Botis Seva also. Junger Choreograf aus London. Shooting Star. Er widme seine Arbeit „BLKDOG“ den Menschen ohne Stimme, hat der Künstler gesagt, „für alle, die in sich gefangen sind, selbst wenn ihr Herz ihnen sagt, dass es Liebe finden will.“ Von der Zeit des Erwachsenwerdens, von Zorn und Depression erzählt „BLKDOG“. Warum kommt Gewalt ins Leben, wenn man erwachsen wird, ist sie von klein an in uns angelegt? Können die harten jungen Männer das Kind in sich behalten, es in die raue Welt da draußen hinüberretten?
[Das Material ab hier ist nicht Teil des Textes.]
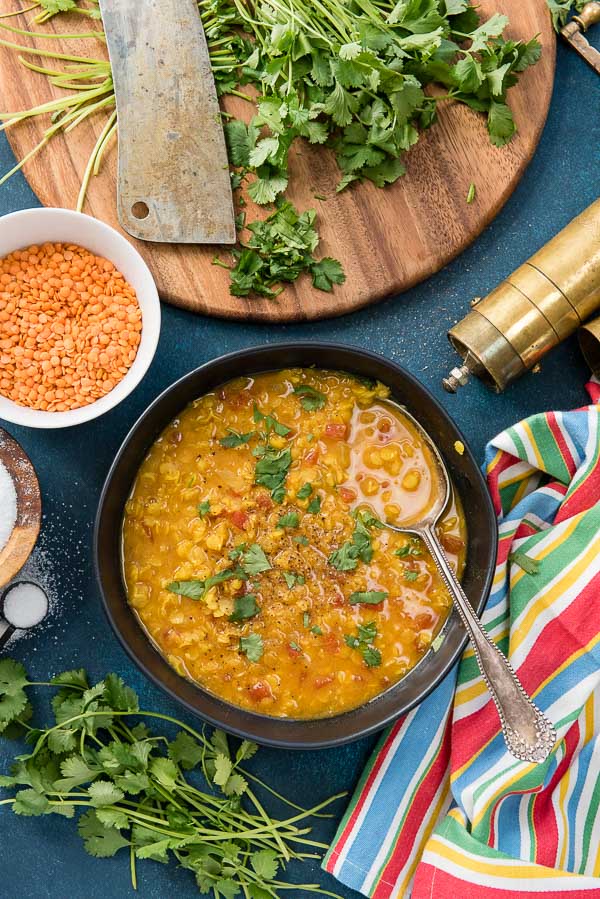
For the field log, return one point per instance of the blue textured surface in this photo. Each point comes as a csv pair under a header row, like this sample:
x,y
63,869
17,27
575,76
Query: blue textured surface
x,y
44,857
Ursprünglich 2018 entstanden, entwickelt sich das Stück seitdem immer weiter. „Ich möchte nicht, dass es eine ,fertige‘ Version gibt“, sagt der Choreograf. In „BLKGOD“ stellt er existenzielle Fragen nach Verdrängung, Gewalt und früher Traumatisierung. Auf sehr persönliche Weise inszeniert er mit seiner Kompanie Far From The Norm experimentellen Hip-Hop, Stücke über Hooligans, Nomaden oder über Black Lives Matter. „Das Stück ist sehr dunkel und bedrückend, aber eben auch unheimlich beeindruckend und aufwühlend“, schwärmt Dahmen. Darüber hinaus habe ihn die „unglaublich virtuose und athletische Tanzsprache“ begeistert. Und die Lichtregie sei sehr besonders. Das Ensemble sei zur Hälfte männlich und zur Hälfte weiblich besetzt. „Man erkennt aber erst beim Schlussapplaus, wenn es heller wird, wer ein Mann und wer eine Frau ist. Allein an den Bewegungen kann man das nicht ausmachen.“ Beim Titel hat sich Seva bei Winston Churchill bedient. Der nannte seine depressiven Phasen „Black Dog“.
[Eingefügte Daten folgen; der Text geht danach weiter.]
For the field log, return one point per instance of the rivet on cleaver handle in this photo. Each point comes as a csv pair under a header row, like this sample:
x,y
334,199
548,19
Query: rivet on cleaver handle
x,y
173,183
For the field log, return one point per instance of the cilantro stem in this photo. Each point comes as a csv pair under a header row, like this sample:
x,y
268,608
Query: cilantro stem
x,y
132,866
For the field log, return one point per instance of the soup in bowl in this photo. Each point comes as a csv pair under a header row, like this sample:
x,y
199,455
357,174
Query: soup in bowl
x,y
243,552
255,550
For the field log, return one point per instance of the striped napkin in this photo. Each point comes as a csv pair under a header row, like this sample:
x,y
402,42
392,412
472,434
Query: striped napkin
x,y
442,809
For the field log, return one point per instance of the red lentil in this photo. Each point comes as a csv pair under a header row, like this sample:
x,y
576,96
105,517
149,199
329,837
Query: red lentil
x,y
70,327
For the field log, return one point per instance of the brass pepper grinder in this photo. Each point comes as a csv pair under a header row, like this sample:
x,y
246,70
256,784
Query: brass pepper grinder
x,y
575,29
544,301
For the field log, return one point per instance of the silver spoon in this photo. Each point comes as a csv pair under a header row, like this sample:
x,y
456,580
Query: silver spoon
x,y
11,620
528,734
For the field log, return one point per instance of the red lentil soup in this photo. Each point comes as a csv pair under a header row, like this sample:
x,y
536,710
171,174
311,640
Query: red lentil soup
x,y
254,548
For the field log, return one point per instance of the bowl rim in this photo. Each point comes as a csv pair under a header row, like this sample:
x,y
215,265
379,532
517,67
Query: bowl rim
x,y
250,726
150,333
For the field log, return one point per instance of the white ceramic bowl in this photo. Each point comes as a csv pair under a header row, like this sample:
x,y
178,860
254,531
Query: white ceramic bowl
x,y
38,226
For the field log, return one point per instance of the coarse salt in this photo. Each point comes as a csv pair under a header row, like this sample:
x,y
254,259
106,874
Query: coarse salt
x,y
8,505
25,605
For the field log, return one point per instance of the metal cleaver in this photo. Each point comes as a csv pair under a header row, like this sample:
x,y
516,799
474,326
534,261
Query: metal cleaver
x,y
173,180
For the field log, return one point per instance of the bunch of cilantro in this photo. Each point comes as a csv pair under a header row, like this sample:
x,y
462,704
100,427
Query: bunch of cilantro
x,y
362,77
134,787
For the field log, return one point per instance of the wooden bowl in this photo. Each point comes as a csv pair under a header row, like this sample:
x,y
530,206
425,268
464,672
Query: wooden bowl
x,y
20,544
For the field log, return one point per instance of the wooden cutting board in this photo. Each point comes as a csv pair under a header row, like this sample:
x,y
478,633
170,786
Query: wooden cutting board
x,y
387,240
Inhaltlich in eine ähnliche Richtung geht eine weitere Tanzproduktion, die im Rahmen des diesjährigen düsseldorf festivals zu erleben ist: Für „Father Politics“ zeichnet Muhammed Kaltuk verantwortlich, ein Schweizer mit türkischen Wurzeln. In den vielfältigen Formen des Streetdance bringt der vielfach ausgezeichnete Choreograf die verschiedenen Realitäten der jungen Menschen und die Wut ihrer Proteste gegen die Ohnmacht der fehlenden Mitsprache auf die Bühne des Theaterzelts am Burgplatz. „Father Politics“ demaskiert die Posen der Politik und stellt polarisierende Meinungsmache an den Pranger. Zu Rap-Songs und Protestliedern entwickeln Kaltuk und seine Company MEK mitreißende Bilder, die von der Energie einer Generation zeugen, die etwas bewegen will.

Und last but not least Cie. Accrorap aus Südfrankreich. Abermals Tanz. Und wieder Hip Hop. Teil des Konzepts von Choreograf Kader Attou ist es, professionelle Hip-Hop-Tänzer:innen aus der Region einzuladen, an seinem künstlerischen Universum mitzuwirken. Nach Düsseldorf kommt die Formation mit „Prélude“, einem sogenannten „All-Terrain“-Stück, das den Hip-Hop-Tanz an alltägliche Orte bringen will, an denen man ihn eigentlich nicht erwartet. Auch die Indoor-Version von „Prélude“ ist eine eindringliche Begegnung der bohrend intensiven Musik von Romain Dubois mit der sinnlichen Körperlichkeit der Tänzer:innen.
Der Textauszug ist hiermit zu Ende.